Birefringent Gravitational Waves and the Consistency Check of Inflation

TL;DR

The paper investigates how a gravitational Chern-Simons term, motivated by stringy leptogenesis, modifies inflationary gravitational waves. By deriving the modified equations of motion, the slow-roll effective potential, and the super-horizon power spectra for the two GW polarizations, the authors show that the amplitude is polarization-dependent and that the tensor-to-scalar ratio acquires a Θ^2 correction while the spectral index remains unchanged at leading order.
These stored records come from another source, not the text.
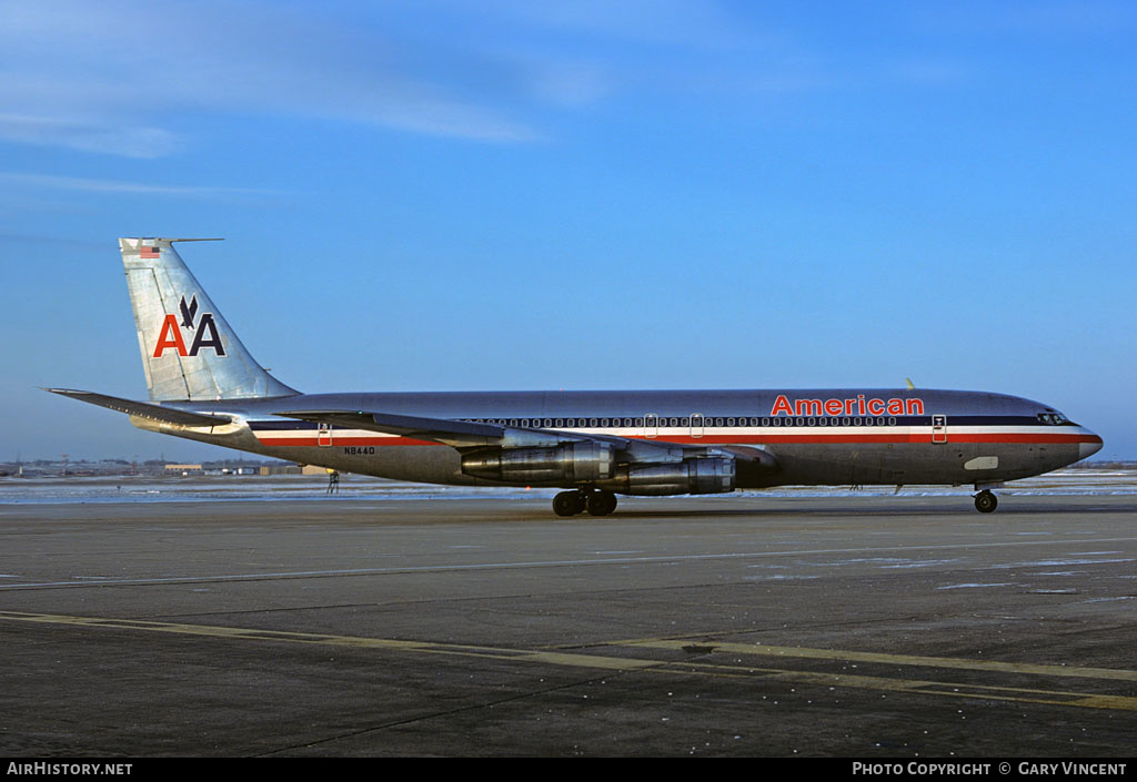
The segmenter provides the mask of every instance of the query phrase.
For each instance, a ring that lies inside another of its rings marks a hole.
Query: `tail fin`
[[[177,239],[119,239],[153,401],[298,393],[257,364],[174,250]]]

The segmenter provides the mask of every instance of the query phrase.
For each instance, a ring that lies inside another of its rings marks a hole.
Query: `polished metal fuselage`
[[[459,451],[438,442],[274,414],[382,410],[686,447],[735,447],[773,457],[739,459],[740,489],[787,484],[997,485],[1063,467],[1101,448],[1101,439],[1089,430],[1064,419],[1052,423],[1059,418],[1051,418],[1056,413],[1052,407],[971,391],[332,393],[166,405],[222,413],[234,423],[206,429],[132,421],[152,431],[341,472],[464,485],[503,482],[463,473]]]

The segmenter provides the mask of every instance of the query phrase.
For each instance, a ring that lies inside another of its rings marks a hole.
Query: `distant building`
[[[201,465],[166,465],[166,474],[180,473],[182,475],[200,475]]]

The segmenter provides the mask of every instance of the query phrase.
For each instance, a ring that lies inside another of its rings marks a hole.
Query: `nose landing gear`
[[[998,507],[998,498],[990,492],[989,489],[984,489],[981,492],[976,494],[976,510],[979,513],[991,513]]]

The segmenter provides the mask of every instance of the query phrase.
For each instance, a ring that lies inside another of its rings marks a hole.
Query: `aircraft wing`
[[[641,440],[613,434],[561,432],[557,430],[522,429],[500,424],[470,421],[429,418],[397,415],[374,410],[294,410],[276,413],[285,418],[298,418],[346,429],[383,432],[413,440],[441,442],[459,451],[475,448],[555,448],[567,443],[598,442],[612,446],[621,460],[629,463],[681,461],[688,458],[729,456],[740,461],[777,466],[777,459],[761,448],[746,446],[694,446],[666,440]]]
[[[396,434],[412,440],[442,442],[455,448],[479,448],[498,446],[520,448],[526,446],[557,444],[587,440],[561,432],[478,424],[470,421],[426,418],[423,416],[375,413],[371,410],[296,410],[276,413],[285,418],[298,418],[321,424],[332,424],[346,429],[363,429],[384,434]]]
[[[160,421],[166,424],[177,424],[179,426],[224,426],[225,424],[233,423],[232,419],[224,416],[215,416],[207,413],[190,413],[189,410],[179,410],[164,405],[149,405],[147,402],[136,402],[132,399],[108,397],[107,394],[94,393],[93,391],[76,391],[74,389],[43,390],[140,418]]]

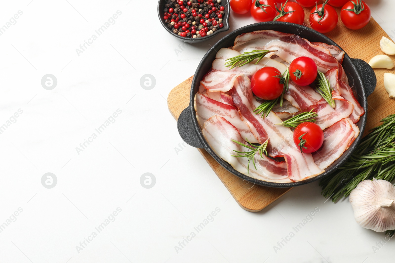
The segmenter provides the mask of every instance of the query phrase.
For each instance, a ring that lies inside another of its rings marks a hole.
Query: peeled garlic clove
[[[384,73],[384,87],[389,97],[395,99],[395,75],[391,73]]]
[[[380,48],[386,54],[395,55],[395,43],[385,37],[380,40]]]
[[[365,180],[351,191],[355,220],[376,232],[395,229],[395,187],[385,180]]]
[[[394,67],[392,60],[386,55],[378,55],[369,62],[369,65],[374,69],[384,68],[391,69]]]

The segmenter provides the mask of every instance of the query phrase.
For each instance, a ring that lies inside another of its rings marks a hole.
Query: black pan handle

They identify a scale-dependent divergence in the left-polarization mode, signaling a breakdown of linear perturbation and requiring non-linear treatment for sizable effects. The results establish a direct link between high-energy stringy dynamics and CMB observables, albeit with the caveat that observable signatures in the linear regime are suppressed unless non-linear effects are considered.

Abstract

In this work we show that the gravitational Chern-Simons term, aside from being a key ingredient in inflationary baryogenesis, modifies super-horizon gravitational waves produced during inflation. We compute the super-Hubble gravitational power spectrum in the slow-roll approximation and show that its overall amplitude is modified while its spectral index remains unchanged (at leading order in the slow-roll parameters). Then, we calculate the correction to the tensor to scalar ratio, T/S. We find a correction of T/S which is dependent on $\cal{N}$ (more precisely quadratic in ${\cal N}$), the parameter characterizing the amplitude of the Chern-Simons terms. In a stringy embedding of the leptogenesis mechanism, $\cal{N}$ is the ratio between the Planck scale and the fundamental string scale. Thus, in principle, we provide a direct probe of leptogenesis due to stringy dynamics in the Cosmic Microwave Background (CMB). However, we demonstrate that the corresponding correction of T/S is in fact very small and not observable in the regime where our calculations are valid. To obtain a sizable effect, we argue that a non-linear calculation is necessary.

Figures (1)

• Figure 1: Effective potential for the two states of polarization (solid line for the right polarization state and dashed line for the left polarization state). At $x=-1$ or $\eta =-8/(k\Theta )$, the effective potential $f_{_{\rm L}}(x)$ blows up. For $x>-1$, the slight difference between $f_{_{\rm L}}(x)$ and $f_{_{\rm R}}(x)$ mathematically originates from the term $\lambda ^s/[x(1-\lambda ^sx)]$ in $z_s"/z_s$ and, physically, from the phenomenon of birefringence. As $x\rightarrow 0$, the standard term $(2+3\epsilon)/x^2$ dominates. Since this term does not depend on the polarization state, one has $f{_{\rm R}}(x)\rightarrow f{_{\rm L}}(x)$.